但是,对于每个图,接收器工作特性曲线在接收器工作特性曲线得分下仅给了我1.00面积。这是分配我的功能和标签的代码。:
# Import wine dataset. df_1 = pd.read_csv ('./wine.data', delimiter =',', header = None, nrows=200) # Feature Selection (dropping strongly correlated features): df_1 = df_1.drop(df_1.columns[7], axis='columns') df_1 # Separating out the features, columns 1 to 13. x = df_1.iloc[:, 1:13].values # Separating out the target, column 0, with classes 1, 2, and 3. y = df_1.iloc[:, 0].values # Standardizing the features (centering and scaling). x = StandardScaler().fit_transform(x) # Dataset is split into training set (70%) and testing set (30%). X_train,X_test,y_train,y_test=train_test_split(x,y,test_size=0.30,random_state=123) #PCA is performed for 2 components pca_2 = PCA(n_components=2) X_train_pca_2 = pca_2.fit_transform(X_train) X_test_pca_2 = pca_2.fit_transform(X_test)
这是我的其余代码,以防数据泄漏实际上不是问题:
# Create logistic regression function for one vs all classifier.
logreg = LogisticRegression(random_state=0, multi_class='ovr')
# Train the model using the original pre-processed dataset.
model = logreg.fit(X_train, y_train)
# Predict the class of each wine in the testing data.
y_pred = model.predict(X_test)
y_pred
array([3, 2, 3, 2, 2, 3, 1, 3, 3, 2, 3, 3, 3, 1, 1, 3, 2, 2, 1, 2, 3, 3,
3, 3, 2, 3, 3, 2, 1, 1, 1, 1, 2, 2, 3, 2, 3, 1, 2, 2, 3, 3, 1, 1,
2, 1, 1, 2, 1, 2, 2, 3, 3, 2], dtype=int64)
# Train a second model using the PCA.
model_PCA = logreg.fit(X_train_pca_2, y_train)
# Predict the class of each wine in the testing data.
y_pred_PCA = model_PCA.predict(X_test_pca_2)
y_pred_PCA
array([3, 2, 2, 2, 2, 3, 1, 2, 3, 2, 3, 3, 3, 1, 1, 3, 2, 2, 1, 2, 2, 3,
3, 2, 2, 3, 2, 1, 1, 1, 1, 1, 2, 1, 3, 2, 2, 1, 2, 2, 3, 3, 1, 1,
2, 1, 1, 2, 1, 1, 2, 2, 3, 2], dtype=int64)
# Binarize the labels
y_train_binary = label_binarize(y_train, classes=[1, 2, 3])
y_test_binary = label_binarize(y_test, classes=[1, 2, 3])
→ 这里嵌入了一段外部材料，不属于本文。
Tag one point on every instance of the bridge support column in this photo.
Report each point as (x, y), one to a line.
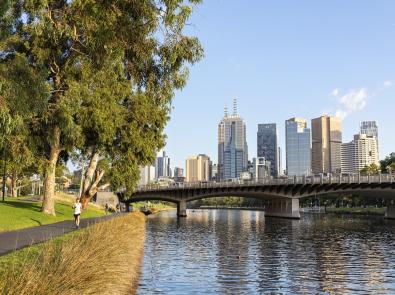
(390, 212)
(286, 208)
(182, 208)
n_classes = y_train_binary.shape[1]
# Score for One vs Rest Classifier
y_score = model.fit(X_train, y_train).decision_function(X_test)
# Score for PCA model
y_score_PCA = model_PCA.fit(X_train, y_train).decision_function(X_test)
fpr1 = dict()
tpr1 = dict()
roc_auc1 = dict()
for i in range(n_classes):
fpr1[i], tpr1[i], _ = roc_curve(y_test_binary[:, i], y_score[:, i])
roc_auc1[i] = auc(fpr1[i], tpr1[i])
fpr2 = dict()
tpr2 = dict()
roc_auc2 = dict()
for j in range(n_classes):
fpr2[j], tpr2[j], _ = roc_curve(y_test_binary[:, j], y_score_PCA[:, j])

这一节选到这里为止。